Clotrimazole 1% cream, solution, or lotion bid x14-28d, apply in a thin layer to the affected area and surrounding skin.

  • Topical preparations should not be used in children < 2 years old
  • Vaginal preparations are not recommended for children < 12 years old
  • Lozenges should not be used in children < 5 years old

Safety Information

  • Avoid applying dressings that seal the area
  • Elevated liver function tests have been observed in patients using Clotrimazole lozenges.

Side Effects

Local cutaneous effects may include irritation, hypersensitivity, burning, pruritus, erythema, fissuring, or swelling.

FDA Pregnancy Category C
Oral formulation shows toxicity in animal trials.

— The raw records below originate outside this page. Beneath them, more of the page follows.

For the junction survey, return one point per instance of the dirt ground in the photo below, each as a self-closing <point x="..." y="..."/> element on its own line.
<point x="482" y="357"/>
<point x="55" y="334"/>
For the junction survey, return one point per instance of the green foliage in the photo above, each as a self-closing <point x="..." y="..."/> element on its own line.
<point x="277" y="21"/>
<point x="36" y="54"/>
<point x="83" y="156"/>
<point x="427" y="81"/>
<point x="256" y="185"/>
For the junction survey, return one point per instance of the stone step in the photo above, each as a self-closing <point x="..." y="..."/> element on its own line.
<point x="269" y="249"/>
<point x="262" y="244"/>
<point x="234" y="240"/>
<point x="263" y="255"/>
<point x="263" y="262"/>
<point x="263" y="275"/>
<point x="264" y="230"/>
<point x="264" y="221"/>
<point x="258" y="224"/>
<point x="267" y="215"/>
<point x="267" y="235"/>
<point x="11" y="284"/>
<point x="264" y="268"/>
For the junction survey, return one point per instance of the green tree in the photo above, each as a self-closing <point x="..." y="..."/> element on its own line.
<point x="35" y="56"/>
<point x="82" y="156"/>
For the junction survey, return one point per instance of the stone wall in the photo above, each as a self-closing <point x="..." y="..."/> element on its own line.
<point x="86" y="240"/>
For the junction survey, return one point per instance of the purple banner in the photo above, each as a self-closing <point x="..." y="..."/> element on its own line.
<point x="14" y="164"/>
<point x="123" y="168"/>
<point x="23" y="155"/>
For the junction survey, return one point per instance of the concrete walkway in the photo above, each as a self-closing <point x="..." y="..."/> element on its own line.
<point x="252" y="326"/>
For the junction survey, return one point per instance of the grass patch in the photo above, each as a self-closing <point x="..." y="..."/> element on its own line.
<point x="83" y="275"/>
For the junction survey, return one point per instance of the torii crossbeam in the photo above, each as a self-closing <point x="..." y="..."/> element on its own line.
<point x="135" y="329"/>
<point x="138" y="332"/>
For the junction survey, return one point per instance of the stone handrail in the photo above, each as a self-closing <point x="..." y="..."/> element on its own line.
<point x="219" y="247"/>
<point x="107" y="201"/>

Use is not recommended during pregnancy or lactation.

Mechanism of Action / Pharmacokinetics

Clotrimazole damages the fungal cell wall and alters the permeability. It also inhibits the activity of intracellular enzymes, leading to a buildup of toxic concentrations of hydrogen peroxide within the fungal cell, causing death of the cell. Systemic absorption is minimal.